Dopo l’intervistina di rito, vennero portate le famigerate domande.
« Allora? Per 2500 lire, Duca... ».
A queste parole Gagliardo aveva steso la mano per prendere il denaro.
« Dopo, quando avrà risposto alle domande », spiegò sorridendo Bongiorno. «Mi sa dire in che anno furono messe in funzione in Italia le macchine di partenza a scatto elettrico? ». '
« 15 maggio 1927», rispose il Duca senza esitazione. « Alle ore tre del pomeriggio. Pioveva ».

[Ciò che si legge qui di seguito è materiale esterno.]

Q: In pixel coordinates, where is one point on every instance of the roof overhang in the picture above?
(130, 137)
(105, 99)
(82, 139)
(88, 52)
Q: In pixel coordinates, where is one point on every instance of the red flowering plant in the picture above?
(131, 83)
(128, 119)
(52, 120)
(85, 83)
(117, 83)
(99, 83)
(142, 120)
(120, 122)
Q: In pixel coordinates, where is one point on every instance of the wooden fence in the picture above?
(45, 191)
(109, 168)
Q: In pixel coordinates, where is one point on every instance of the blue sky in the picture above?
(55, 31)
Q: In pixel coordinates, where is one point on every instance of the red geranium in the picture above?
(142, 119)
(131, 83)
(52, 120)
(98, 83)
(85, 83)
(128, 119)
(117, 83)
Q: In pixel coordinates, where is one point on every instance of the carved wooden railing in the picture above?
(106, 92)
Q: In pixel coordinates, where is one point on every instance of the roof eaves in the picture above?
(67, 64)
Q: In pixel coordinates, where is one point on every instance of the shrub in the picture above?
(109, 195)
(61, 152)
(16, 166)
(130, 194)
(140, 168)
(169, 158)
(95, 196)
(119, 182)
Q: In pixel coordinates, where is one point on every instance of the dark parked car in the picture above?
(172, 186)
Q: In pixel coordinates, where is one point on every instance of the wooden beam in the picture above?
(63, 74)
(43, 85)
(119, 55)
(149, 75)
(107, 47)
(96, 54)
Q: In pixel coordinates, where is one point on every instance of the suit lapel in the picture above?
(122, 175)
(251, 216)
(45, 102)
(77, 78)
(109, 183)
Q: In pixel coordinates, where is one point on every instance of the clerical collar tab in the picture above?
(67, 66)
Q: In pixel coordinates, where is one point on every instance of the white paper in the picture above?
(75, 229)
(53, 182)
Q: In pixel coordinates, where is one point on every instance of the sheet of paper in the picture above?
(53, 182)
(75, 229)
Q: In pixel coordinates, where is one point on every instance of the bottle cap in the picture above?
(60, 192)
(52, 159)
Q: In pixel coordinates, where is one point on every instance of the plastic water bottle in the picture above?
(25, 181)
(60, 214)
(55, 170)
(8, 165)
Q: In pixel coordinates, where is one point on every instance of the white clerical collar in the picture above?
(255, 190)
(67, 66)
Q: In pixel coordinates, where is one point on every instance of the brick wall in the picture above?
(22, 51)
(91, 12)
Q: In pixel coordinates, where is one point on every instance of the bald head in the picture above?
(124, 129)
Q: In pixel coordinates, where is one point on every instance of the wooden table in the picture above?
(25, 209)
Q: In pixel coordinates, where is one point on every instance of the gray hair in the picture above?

« Bravissimo. La risposta è esatta... Come ha fatto a rispondere con tanta precisione? ».
« Ero vicino al palo e presi la scossa ».
« Seconda domanda », prosegui il presentatore. « Un cavallo vinse
48.000.000 di premi, tra cui due volte la coppa d’oro e l’ultimo Gran Premio di Milano. Come si chiamava questo cavallo, nipote di Apelle? ».
« Apelle, figlio di Apollo, teneva una palla di pelle di pollo, tutti i pesci... Pesce Quarto! »
« Duca, le mie più vive congratulazioni ».
Alle domande seguenti Gagliardo rispose con la medesima sicurezza e prontezza, e si giunse così all’ultima domanda di quella prima serata. Gli mostrarono una diapositiva: si trattava di dire il
nome del cavallo rappresentato.
« Donato! », rispose il Duca.
« Bravissimo », si congratulò Mike Bongiorno, stringendogli la mano. « Come ha fatto? ».
« Semplicissimo. Non vede... ha la bocca chiusa. E, come si dice, a cavai donato non si guarda in bocca ».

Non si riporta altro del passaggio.